Part 4 - First Love-
Bunga cantik nan wangi itu namanya Gardenia atau Gardenia Augusta. Di Indonesia lebih dikenal dengan kaca piring banyak.
Gardenia memiliki harum yang khas. Bunganya putih nan indah. Bentuknya hampir seperti bunga mawar dengan tajuk-tajuk melingkar dan bersusun. Warna bunganya putih dan kuning. Daunnya berbentuk oval, tebal, licin dan mengilap pada permukaan telapak daun bagian atasnya.
Gardenia, diperkirakan berasal dari Cina atau Jepang, namun sudah lama tumbuh di Indonesia.
Setiap bunga pasti memiliki simbol. Tak terkecuali Gardenia. Si bunga harum itu memiliki simbol, yaitu secret love.
Benar, cinta yang terpendam. Untuk pertama kalinya... Diara merasa jatuh cinta kepada hidupnya, setelah terpuruk begitu lama. Kecantikan dan keharuman bunga itu mampu membuatnya terpikat. Pertemuannya dengan Gardenia dimulai saat libur semester 3, Diara memutuskan untuk ikut Martha ke Blitar. Martha ingin mengunjungi neneknya di kota Proklamator. Ajakan Martha untuk ikut dengannya tidak ditolak oleh Diara. Dia sadar betul bahwa tempat baru, perjalanan baru dan orang baru bisa membuatnya semakin bahagia. Sejenak melupakan kenangan masa lalunya.
Diara begitu antusias, karena itu adalah kali mertamanya melakukan perjalanan jauh hanya dengan sahabatnya.
Perjalanan jauh yang membutuhkan 14-15 jam jika ditempuh dengan kereta. Perjalanan yang tak pernah Diara lupakan.
Sore itu, Diara sudah sampai di stasiun Pasar Senen. Dia duduk di ruang tunggu sambil menunggu Martha. Dilihatnya jam diponselnya, sudah menunjukkan pukul 15.00 wib dan jadwal keberangkatan kereta mereka pukul 16.00 wib. Dengan gusar, Diara memasukkan ponselnya kembali ke saku jaketnya.

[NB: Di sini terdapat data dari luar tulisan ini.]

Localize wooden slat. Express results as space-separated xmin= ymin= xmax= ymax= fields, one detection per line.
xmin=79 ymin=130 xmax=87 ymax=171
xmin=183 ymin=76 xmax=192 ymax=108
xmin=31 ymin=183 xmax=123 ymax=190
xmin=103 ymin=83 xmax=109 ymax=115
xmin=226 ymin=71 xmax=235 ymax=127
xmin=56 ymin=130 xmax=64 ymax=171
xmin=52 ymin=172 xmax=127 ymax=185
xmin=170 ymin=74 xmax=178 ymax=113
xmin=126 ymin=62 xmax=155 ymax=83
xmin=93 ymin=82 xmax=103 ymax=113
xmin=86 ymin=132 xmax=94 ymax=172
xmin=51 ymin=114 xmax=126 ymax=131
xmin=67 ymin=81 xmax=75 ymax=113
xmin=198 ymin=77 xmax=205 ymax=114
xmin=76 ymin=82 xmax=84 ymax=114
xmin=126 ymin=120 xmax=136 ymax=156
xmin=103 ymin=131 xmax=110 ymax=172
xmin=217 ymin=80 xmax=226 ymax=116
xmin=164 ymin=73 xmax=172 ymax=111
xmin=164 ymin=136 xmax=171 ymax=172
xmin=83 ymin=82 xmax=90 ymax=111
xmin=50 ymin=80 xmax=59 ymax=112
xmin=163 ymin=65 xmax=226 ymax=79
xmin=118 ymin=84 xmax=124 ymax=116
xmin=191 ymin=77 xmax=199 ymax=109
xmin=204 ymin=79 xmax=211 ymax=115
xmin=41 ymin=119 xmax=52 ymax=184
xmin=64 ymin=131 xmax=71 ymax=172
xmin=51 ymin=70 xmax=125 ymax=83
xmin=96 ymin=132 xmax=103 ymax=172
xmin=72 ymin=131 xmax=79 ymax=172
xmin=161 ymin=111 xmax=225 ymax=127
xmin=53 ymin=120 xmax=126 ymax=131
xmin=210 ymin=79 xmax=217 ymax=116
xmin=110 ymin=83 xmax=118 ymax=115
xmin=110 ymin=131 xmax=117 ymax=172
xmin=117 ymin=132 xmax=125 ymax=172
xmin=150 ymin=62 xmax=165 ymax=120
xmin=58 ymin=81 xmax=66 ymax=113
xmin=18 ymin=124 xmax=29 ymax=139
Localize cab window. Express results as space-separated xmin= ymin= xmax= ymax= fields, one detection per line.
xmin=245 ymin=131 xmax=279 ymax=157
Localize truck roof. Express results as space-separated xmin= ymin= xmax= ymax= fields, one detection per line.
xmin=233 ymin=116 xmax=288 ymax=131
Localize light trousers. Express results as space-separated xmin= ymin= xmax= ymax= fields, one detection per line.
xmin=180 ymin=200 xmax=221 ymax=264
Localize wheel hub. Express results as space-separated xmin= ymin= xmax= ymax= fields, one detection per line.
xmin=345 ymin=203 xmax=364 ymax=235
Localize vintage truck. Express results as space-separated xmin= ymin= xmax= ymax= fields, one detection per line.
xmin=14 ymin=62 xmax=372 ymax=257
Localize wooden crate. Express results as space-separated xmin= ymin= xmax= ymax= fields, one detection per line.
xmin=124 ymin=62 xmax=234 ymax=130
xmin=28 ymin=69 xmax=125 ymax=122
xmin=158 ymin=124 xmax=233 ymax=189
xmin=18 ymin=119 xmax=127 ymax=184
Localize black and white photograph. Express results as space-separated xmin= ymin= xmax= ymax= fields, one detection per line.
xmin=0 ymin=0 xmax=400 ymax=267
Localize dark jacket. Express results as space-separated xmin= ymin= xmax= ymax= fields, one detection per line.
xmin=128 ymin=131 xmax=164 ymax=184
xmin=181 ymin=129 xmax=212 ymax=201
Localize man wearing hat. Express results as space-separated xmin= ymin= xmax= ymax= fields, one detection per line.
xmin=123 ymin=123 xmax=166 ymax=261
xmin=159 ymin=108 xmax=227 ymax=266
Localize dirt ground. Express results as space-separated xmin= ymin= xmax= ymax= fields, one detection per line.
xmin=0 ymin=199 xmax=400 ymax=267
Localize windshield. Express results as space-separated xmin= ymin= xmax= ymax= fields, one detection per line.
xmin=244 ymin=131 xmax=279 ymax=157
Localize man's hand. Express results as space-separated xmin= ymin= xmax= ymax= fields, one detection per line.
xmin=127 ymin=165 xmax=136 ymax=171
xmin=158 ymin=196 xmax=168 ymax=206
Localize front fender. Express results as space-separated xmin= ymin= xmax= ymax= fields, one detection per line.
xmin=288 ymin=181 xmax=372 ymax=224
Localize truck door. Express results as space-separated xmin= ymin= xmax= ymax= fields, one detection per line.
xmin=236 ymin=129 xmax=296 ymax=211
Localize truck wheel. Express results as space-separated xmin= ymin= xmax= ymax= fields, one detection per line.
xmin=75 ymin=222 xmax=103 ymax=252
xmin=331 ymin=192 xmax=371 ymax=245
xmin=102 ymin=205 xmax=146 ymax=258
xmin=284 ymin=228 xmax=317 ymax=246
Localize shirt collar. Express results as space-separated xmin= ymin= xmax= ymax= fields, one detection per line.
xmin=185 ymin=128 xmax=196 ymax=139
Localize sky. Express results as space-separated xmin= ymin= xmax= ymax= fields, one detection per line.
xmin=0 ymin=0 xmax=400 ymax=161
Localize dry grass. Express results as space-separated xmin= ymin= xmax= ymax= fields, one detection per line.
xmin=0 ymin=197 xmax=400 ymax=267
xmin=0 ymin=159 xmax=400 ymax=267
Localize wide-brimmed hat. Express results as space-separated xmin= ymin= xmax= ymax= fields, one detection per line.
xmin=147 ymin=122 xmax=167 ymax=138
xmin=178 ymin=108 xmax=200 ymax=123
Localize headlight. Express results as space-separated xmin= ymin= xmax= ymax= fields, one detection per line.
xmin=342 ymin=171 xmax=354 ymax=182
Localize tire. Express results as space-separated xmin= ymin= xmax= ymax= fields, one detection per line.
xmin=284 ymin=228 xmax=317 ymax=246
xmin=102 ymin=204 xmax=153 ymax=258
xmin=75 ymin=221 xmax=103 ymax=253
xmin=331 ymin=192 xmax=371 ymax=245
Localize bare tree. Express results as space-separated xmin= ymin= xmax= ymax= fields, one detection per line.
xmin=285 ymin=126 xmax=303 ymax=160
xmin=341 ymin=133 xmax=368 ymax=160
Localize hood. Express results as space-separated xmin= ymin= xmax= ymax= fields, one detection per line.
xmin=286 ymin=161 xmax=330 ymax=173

Mengusir bosan dan rasa gugupnya dengan memakan camilan yang ia beli di mini market stasiun. Dibukanya sebungkus kripik kentang rasa balado. Mengunyahnya perlahan. Satu per satu kepingan keripik kentang itu habis dimulutnya. Tak terasa, satu bungkus sudah habis tak tersisa.
Dibukanya botol air mineral kemasan tanggung. Diteguk hingga habis. Bukan karena sangat kehausan sebab sudah menghabiskan satu bhngkus keripik kentang tapi karena rasa cemasnya yang begitu kuat. Menantikan Martha tak kunjung datang.

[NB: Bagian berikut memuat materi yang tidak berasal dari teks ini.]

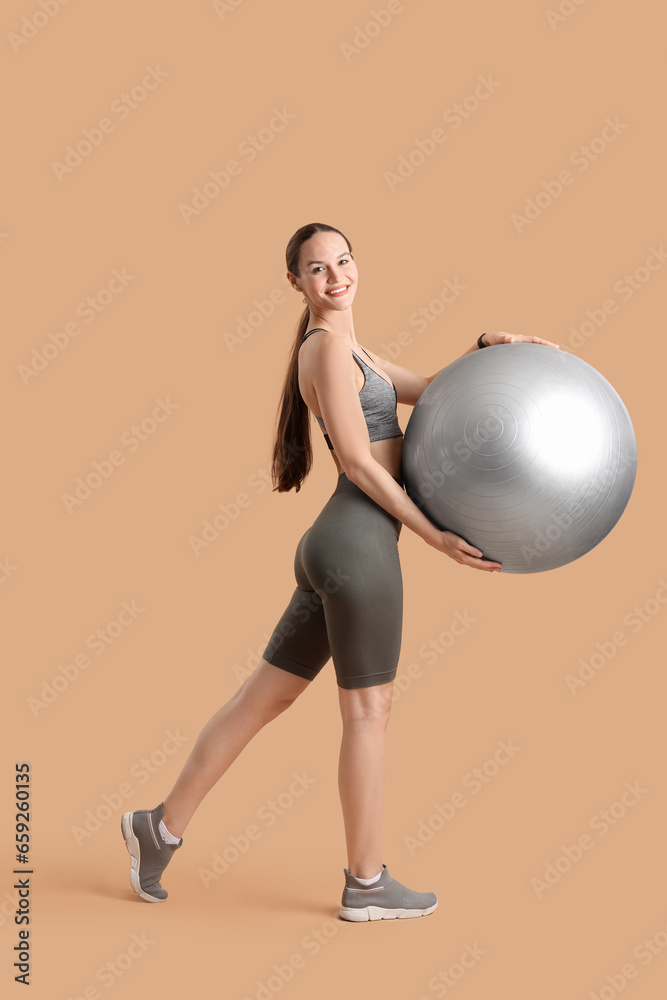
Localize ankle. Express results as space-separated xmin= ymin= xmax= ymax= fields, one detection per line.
xmin=347 ymin=861 xmax=382 ymax=878
xmin=162 ymin=807 xmax=186 ymax=837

Kan sangat tidak lucu kalau rencana liburan kuliah harus ditunda bahkan batal karena Martha ketinggalan kereta. Dilihatnya jam digital di layar ponsel. Sudah 30 menit menunggunya dengan gusar. Kemudian, Diara mencoba untuk menelpon Martha. Tak diangkat juga.
Suara petugas kereta api kudengar dengan jelas melalui speaker yang dipasang di depan ruang tunggu. Suara lembut dan renyah itu memberikan informasi bahwa 30 menit lagi, kereta yang akan kami naiki sudah tersedia di peron 1 dan kami dihimbau untuk segera memasukki kereta.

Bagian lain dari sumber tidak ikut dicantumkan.